Frieze
Friday evening, Jess and I drove out to Randall’s Island, the little patch under the Triborough bridge that houses the Manhattan Psychiatric Center and the Kirby Forensic Psychiatric Center for the criminally insane. This past weekend, appropriately enough, it also housed Frieze, New York’s largest contemporary art fair.
For three days, nearly 200 galleries from around the world set up shop in a long, serpentine, tent-like building, displaying their priciest, most inscrutable pieces on white pop-up gallery walls. A few of the pieces were spectacular (we coveted a pair of large Alex Katz’s in particular), and a handful were disturbing, thought-provoking or funny in memorable ways.
But, by and large, the art was eclipsed by the crowd.
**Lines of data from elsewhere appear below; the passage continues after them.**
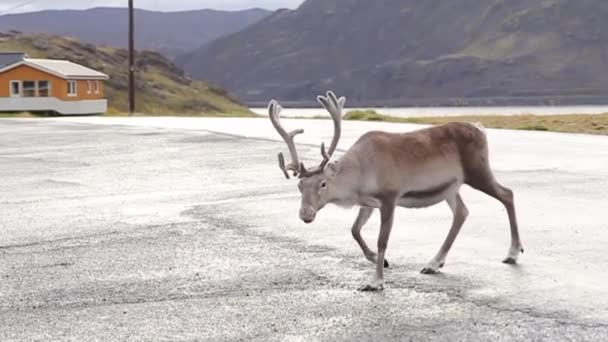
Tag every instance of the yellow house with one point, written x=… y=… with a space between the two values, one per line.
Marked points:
x=51 y=86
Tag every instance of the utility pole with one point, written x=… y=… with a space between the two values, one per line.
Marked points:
x=131 y=60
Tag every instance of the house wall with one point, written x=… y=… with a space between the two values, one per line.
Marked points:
x=59 y=86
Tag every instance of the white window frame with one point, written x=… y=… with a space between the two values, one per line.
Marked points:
x=75 y=88
x=49 y=88
x=35 y=88
x=20 y=88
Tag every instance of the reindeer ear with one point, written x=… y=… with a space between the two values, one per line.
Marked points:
x=331 y=169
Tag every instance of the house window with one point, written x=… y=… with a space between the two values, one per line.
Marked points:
x=29 y=88
x=15 y=88
x=72 y=90
x=44 y=89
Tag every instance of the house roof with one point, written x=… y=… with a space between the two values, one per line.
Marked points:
x=60 y=68
x=7 y=58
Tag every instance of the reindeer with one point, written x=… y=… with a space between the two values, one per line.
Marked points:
x=385 y=170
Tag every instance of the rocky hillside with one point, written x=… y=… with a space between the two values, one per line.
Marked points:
x=162 y=88
x=400 y=52
x=170 y=33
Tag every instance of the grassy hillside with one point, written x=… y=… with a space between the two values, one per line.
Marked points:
x=162 y=88
x=575 y=123
x=414 y=52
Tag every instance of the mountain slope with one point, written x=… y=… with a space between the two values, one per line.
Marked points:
x=162 y=88
x=170 y=33
x=418 y=52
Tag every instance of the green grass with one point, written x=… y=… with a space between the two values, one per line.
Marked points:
x=573 y=123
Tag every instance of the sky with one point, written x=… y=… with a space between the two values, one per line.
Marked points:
x=8 y=6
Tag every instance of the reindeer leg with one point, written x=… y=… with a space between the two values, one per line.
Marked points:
x=488 y=185
x=387 y=212
x=460 y=212
x=362 y=218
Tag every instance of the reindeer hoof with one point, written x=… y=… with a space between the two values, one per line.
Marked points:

Collect the arterati from New York, Berlin, Tokyo and beyond, and you have an amazing array of people all trying their hardest to look like they’re not trying hard at all. The ennui was palpable, and I spent most of the time with the Ben Folds Five’s Battle of Who Could Care Less stuck in my head. “Do you not hear me anymore / I know it’s cool to be so bored / I know it’s not your thing to care.”
Jess spent most of the time marveling at the clothing worn, most of it a far throw from the carefully-proscribed strictures of Fashion Week cool that she’s used to seeing. The dominant Frieze style appeared to be “expensive basics assembled mismatchingly by blind drunk”, though at least a few people also seemed to be wearing stuff pulled from Zoolander’s Derelicte.
Then, of course, there were the Milanese and Roman galleries, instead full of young men wearing impeccable suits with sprezzatura. Proving, as ever, that an excellent suit is never out of place. Or, at least, that we should all wish we were Italian.